Nothing
#' @title
#' Generate an assessment report for a harmonized dossier
#'
#' @description
#' Assesses the content and structure of a harmonized dossier and generates
#' reports of the results. This function can be used to evaluate data structure,
#' presence of specific fields, coherence across elements, and data dictionary
#' formats.
#'
#' @details
#' A harmonized dossier is a named list containing one or more data frames,
#' which are harmonized datasets. A harmonized dossier is generally the
#' product of applying processing to a dossier object. The name of each
#' harmonized dataset (data frame) is taken from the reference input dataset.

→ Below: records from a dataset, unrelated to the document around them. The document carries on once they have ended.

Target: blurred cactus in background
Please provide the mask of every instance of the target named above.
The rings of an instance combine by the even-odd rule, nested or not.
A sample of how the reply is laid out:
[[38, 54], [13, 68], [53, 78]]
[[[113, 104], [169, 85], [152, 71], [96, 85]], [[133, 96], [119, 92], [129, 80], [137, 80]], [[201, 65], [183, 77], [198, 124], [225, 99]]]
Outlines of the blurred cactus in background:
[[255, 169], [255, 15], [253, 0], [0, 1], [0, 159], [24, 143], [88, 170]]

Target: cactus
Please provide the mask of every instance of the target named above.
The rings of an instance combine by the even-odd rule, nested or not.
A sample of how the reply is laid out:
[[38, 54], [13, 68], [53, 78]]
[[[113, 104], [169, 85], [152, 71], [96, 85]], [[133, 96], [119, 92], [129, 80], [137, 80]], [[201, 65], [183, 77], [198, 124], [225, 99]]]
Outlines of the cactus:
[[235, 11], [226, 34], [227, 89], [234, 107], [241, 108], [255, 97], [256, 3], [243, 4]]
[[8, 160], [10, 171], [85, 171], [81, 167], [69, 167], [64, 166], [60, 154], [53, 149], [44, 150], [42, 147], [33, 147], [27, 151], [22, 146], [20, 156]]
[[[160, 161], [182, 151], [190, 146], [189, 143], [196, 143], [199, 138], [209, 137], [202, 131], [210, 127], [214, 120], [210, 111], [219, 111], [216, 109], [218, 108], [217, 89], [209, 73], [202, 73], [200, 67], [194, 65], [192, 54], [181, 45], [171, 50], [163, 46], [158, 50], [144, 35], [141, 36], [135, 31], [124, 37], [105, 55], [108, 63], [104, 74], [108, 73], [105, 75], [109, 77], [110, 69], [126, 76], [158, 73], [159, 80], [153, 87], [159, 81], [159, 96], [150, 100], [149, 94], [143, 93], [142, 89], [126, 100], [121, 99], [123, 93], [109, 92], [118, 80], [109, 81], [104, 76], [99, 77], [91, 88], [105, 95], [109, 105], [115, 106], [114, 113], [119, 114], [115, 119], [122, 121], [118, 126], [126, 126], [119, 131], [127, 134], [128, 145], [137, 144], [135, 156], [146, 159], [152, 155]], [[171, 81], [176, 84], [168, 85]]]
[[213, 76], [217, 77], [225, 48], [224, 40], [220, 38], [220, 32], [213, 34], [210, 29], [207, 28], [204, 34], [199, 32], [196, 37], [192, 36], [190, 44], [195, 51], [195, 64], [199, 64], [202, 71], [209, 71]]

#' A harmonized dossier also contains the DataSchema and
#' Data Processing Elements used in processing as attributes.
#'
#' A DataSchema is the list of core variables to generate across datasets and
#' related metadata. A DataSchema object is a list of data frames with elements
#' named 'Variables' (required) and 'Categories' (if any). The 'Variables'
#' element must contain at least the `name` column, and the 'Categories'
#' element must contain at least the `variable` and `name` columns to be usable
#' in any function. In 'Variables' the `name` column must also have unique
#' entries, and in 'Categories' the combination of `variable` and `name` columns
#' must also be unique.
#'
#' A taxonomy is a classification schema that can be defined for variable
#' attributes. A taxonomy is usually extracted from an
#' [Opal environment](https://www.obiba.org/pages/products/opal//), and a
#' taxonomy object is a data frame that must contain at least the columns
#' `taxonomy`, `vocabulary`, and `terms`. Additional details about Opal
#' taxonomies are
#' [available online](https://opaldoc.obiba.org/en/latest/web-user-guide/administration/taxonomies.html).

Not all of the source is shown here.